En effet, le dispositif instauré par l’article 4 de la LFR est tel que les titulaires d’un patrimoine d’une valeur légèrement supérieure à 1,3 million d’euros s’acquitteront d’une contribution exceptionnelle de 1 250 euros, supérieure à celle payée par les titulaires d’un patrimoine d’une valeur de 1,4 à 1,6 million d’euros, pour lesquels elle variera entre 0 et 980 euros. Le même effet de seuil existe entre le titulaire d’un patrimoine de 3 millions d’euros qui paye 9 055 euros de contribution exceptionnelle et le titulaire d’un patrimoine de 3,1 à 4,1 millions d’euros dont le montant de la contribution varie entre 2 055 et 7 235 euros. Ainsi décrite, la contribution exceptionnelle apparaît grossièrement contraire au principe d’égalité devant l’impôt.

Cependant, la contribution exceptionnelle est par nature différentielle. Elle a pour objet de compenser la diminution d’ISF qui a résulté pour les contribuables du passage de l’ancien barème à taux marginaux (ISF acquitté en 2011) au nouveau barème à taux moyen (ISF acquitté en 2012). Or, le nouveau barème se distinguait par des inflexions de sa progressivité prononcées, en raison de l’application d’un système de lissage du taux moyen d’imposition entre 1,3 et 1,4 million d’euros de patrimoine ainsi qu’entre 3 et 3,2 millions d’euros de patrimoine.
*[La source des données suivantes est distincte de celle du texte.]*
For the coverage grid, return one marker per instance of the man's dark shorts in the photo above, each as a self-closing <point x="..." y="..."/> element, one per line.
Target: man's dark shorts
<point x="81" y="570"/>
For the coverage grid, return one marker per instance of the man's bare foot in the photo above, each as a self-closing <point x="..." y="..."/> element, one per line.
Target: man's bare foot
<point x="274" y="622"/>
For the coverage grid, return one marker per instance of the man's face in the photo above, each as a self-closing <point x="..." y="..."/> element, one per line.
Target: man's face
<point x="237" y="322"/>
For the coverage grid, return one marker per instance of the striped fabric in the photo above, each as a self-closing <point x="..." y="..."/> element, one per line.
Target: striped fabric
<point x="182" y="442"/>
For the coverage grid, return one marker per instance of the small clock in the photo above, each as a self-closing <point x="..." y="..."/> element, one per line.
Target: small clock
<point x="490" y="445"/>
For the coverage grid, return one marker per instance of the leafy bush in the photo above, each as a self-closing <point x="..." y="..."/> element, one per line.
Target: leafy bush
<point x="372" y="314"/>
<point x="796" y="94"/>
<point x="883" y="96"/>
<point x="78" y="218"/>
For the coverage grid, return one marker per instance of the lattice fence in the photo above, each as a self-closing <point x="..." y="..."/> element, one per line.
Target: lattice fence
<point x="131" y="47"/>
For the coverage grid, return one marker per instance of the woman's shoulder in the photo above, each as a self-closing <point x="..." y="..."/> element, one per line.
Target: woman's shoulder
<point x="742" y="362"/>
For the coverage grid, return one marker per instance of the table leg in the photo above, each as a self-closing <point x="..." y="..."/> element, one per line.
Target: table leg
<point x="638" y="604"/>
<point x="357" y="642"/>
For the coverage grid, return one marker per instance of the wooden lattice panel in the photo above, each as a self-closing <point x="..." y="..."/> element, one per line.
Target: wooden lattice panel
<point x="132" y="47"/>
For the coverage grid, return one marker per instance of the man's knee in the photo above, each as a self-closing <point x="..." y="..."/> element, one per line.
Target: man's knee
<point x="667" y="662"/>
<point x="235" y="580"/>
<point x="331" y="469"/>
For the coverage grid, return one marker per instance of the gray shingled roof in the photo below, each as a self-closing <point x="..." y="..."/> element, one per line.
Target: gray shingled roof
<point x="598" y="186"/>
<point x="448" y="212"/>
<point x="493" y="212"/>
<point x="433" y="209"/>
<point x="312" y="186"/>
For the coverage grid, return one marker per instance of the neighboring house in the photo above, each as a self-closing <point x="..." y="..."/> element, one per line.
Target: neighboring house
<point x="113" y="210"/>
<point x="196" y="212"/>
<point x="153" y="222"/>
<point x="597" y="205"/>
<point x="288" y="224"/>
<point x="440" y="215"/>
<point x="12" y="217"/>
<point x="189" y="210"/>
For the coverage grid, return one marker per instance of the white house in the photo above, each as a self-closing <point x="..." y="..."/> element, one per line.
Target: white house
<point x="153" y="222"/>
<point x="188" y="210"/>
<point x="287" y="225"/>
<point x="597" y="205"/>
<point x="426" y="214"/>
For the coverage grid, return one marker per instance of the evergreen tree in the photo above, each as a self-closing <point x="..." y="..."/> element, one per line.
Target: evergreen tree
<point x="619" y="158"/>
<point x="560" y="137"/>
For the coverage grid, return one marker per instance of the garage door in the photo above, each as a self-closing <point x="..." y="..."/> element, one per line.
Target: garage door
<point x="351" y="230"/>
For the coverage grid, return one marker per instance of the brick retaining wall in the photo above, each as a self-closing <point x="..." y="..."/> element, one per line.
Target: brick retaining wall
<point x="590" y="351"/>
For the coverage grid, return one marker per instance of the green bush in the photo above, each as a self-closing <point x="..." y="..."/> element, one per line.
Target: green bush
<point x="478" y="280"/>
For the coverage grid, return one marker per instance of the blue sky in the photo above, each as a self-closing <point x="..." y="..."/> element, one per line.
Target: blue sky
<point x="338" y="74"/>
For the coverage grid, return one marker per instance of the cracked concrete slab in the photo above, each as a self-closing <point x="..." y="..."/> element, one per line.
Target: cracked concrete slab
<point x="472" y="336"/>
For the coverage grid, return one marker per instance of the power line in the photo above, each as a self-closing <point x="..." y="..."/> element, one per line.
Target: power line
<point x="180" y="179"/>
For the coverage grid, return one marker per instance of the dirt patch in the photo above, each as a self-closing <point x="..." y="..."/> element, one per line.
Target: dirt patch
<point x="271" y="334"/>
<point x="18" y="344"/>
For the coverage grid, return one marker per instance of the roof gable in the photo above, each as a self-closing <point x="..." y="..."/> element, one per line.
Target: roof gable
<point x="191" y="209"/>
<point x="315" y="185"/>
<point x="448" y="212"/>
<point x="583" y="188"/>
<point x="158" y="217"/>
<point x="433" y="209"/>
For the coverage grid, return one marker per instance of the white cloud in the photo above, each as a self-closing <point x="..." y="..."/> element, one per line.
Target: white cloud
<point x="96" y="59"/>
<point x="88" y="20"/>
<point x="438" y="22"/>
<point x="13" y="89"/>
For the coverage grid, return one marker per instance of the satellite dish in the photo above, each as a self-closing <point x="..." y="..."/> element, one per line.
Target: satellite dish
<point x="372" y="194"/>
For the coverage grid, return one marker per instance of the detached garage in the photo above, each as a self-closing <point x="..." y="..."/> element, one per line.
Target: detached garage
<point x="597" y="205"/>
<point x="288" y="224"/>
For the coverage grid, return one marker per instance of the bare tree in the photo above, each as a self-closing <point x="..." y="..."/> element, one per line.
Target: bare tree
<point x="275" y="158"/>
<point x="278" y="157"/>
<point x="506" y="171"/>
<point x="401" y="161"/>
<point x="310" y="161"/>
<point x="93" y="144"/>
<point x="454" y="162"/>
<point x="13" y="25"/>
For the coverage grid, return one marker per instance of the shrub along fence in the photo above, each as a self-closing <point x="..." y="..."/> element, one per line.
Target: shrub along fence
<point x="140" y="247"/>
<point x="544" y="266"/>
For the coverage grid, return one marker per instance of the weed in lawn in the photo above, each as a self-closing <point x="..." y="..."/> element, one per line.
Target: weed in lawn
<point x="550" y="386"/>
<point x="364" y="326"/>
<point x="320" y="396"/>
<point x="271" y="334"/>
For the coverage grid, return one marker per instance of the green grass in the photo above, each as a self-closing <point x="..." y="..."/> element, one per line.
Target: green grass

Aussi en résulte-t-il que le montant de la contribution exceptionnelle à laquelle sont soumis les contribuables assujettis à l’ISF n’est progressif de manière continue qu’à partir de 4,33 millions d’euros de patrimoine. En deçà, la variation du montant de la contribution exceptionnelle a une forme sinusoïdale. Cet effet a justement pour objet d’éviter une rupture de l’égalité devant l’impôt. Il s’agit d’assurer la progressivité devant l’impôt de la somme de la contribution exceptionnelle et de l’ISF acquitté au titre de 2012. Tel est bien le résultat auquel la LFR aboutit.

 

Si le Conseil constitutionnel avait considéré que la contribution exceptionnelle était à l’origine d’une rupture du principe d’égalité pour ce motif, il aurait ainsi censuré le principe d’une imposition exceptionnelle différentielle. Celle-ci, par nature, se calcule en référence à un impôt déjà acquitté. Dès lors, non seulement il n’est pas inconstitutionnel mais, bien plus, il peut être constitutionnellement justifié que la contribution exceptionnelle ne soit pas linéaire.

C’est ce que faisait valoir M. Jérôme Cahuzac lors des débats parlementaires : « Avec la réforme de l’ISF votée l’année dernière, l’entrée dans le barème se fait de manière progressive et suivant un lissage pour les patrimoines compris entre 1,3 million d’euros et 1,4 million d’euros. C’est ce que l’on appelle la décote.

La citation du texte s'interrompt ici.